Multiple sclerosis (MS) affects nerves in the brain and spinal cord. Each nerve fibre in the brain and spinal cord is surrounded by a layer of protein called myelin, which protects the nerve and helps electrical signals from the brain travel to the rest of the body. In MS, the myelin becomes damaged. This disrupts the transfer of these nerve signals, causing a wide range of potential symptoms, such as loss of vision, uncontrolled muscle movements, difficulties with balance and co-ordination, and fatigue. In addition to the myelin sheath covering being damaged, MS can also damage the underlying nerve fibre called axons. It is thought that axonal damage is the main cause of disability and disease progression in MS.
Myelination models have been developed using Mimetix aligned fibres as model axons.

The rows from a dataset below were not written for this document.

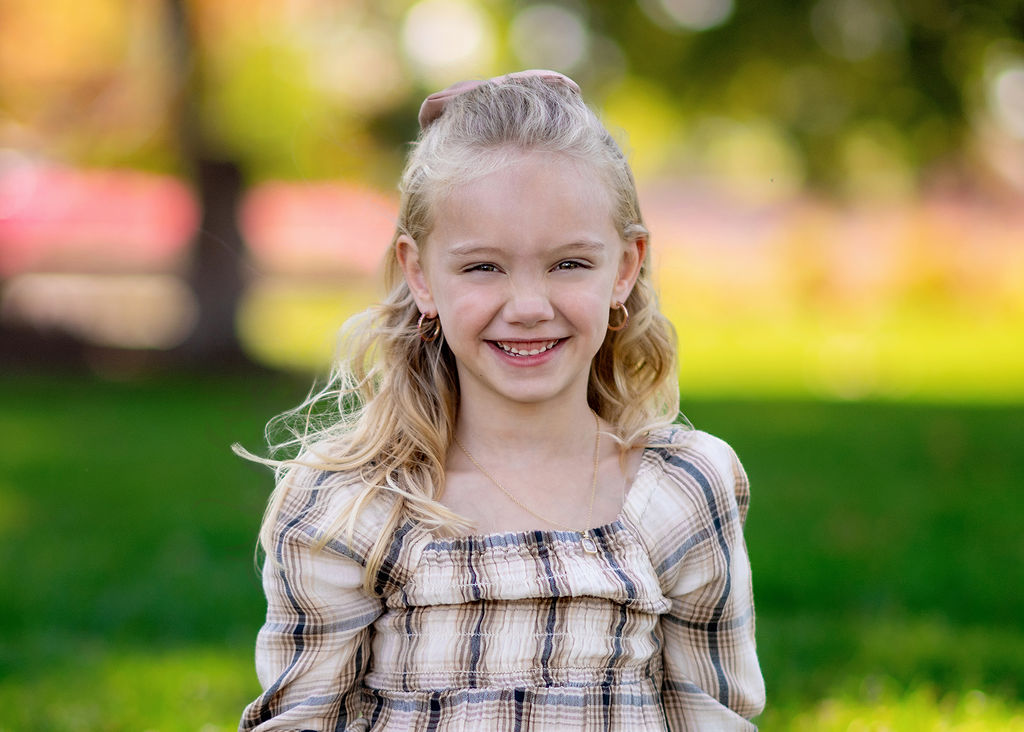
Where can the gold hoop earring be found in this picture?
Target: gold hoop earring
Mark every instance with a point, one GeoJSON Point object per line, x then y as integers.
{"type": "Point", "coordinates": [433, 323]}
{"type": "Point", "coordinates": [626, 317]}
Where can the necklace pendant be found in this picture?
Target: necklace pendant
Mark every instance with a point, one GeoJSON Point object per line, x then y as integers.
{"type": "Point", "coordinates": [589, 545]}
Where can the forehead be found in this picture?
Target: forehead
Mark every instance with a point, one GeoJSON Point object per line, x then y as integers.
{"type": "Point", "coordinates": [525, 196]}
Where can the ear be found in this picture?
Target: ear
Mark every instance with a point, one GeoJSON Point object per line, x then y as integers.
{"type": "Point", "coordinates": [408, 253]}
{"type": "Point", "coordinates": [629, 268]}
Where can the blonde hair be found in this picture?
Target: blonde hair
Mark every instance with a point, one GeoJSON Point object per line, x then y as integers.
{"type": "Point", "coordinates": [388, 412]}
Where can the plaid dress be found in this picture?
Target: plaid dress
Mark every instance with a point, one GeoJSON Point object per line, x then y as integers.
{"type": "Point", "coordinates": [521, 631]}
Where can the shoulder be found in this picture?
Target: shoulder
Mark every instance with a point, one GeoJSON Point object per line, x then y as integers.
{"type": "Point", "coordinates": [321, 507]}
{"type": "Point", "coordinates": [698, 460]}
{"type": "Point", "coordinates": [694, 494]}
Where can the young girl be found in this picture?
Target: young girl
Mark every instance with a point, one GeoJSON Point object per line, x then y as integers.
{"type": "Point", "coordinates": [497, 526]}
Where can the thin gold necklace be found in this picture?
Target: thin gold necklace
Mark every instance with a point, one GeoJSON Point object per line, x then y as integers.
{"type": "Point", "coordinates": [589, 545]}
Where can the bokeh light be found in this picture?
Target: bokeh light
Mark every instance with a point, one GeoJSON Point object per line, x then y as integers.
{"type": "Point", "coordinates": [445, 40]}
{"type": "Point", "coordinates": [549, 37]}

The Mimetix aligned fibre scaffold supports:
Dr Marie Bechler, a senior researcher in the ffrench-Constant laboratory at the MRC Centre for Regenerative Medicine, said “The aligned Mimetix scaffold fibres have been an invaluable tool, allowing us to answer fundamental questions regarding how oligodendrocytes form central nervous system (CNS) myelin sheaths. The suppliers of the Mimetix fibres worked with us to create customised three-dimensional fibres, facilitating the development of an oligodendrocyte culture assay. The culture system we developed permits the examination of myelin sheath formation in the absence of neurons. The aligned microfibres used in our research have enabled us to examine both the physical and molecular signals sufficient to drive CNS myelin sheath formation, which could not be assessed in other culture models. This has opened new opportunities to examine the role of physical cues, heterogeneity due to oligodendrocyte origin, and the sufficiency of molecules to control the number and size of myelin sheaths formed by oligodendrocytes. Our findings and future work illuminate how myelin sheaths are formed during brain and spinal cord development as well as what signals enhance myelin sheath formation. This research is of particular importance for developing future therapies for diseases of myelin loss, such as multiple sclerosis and leukodystrophies”.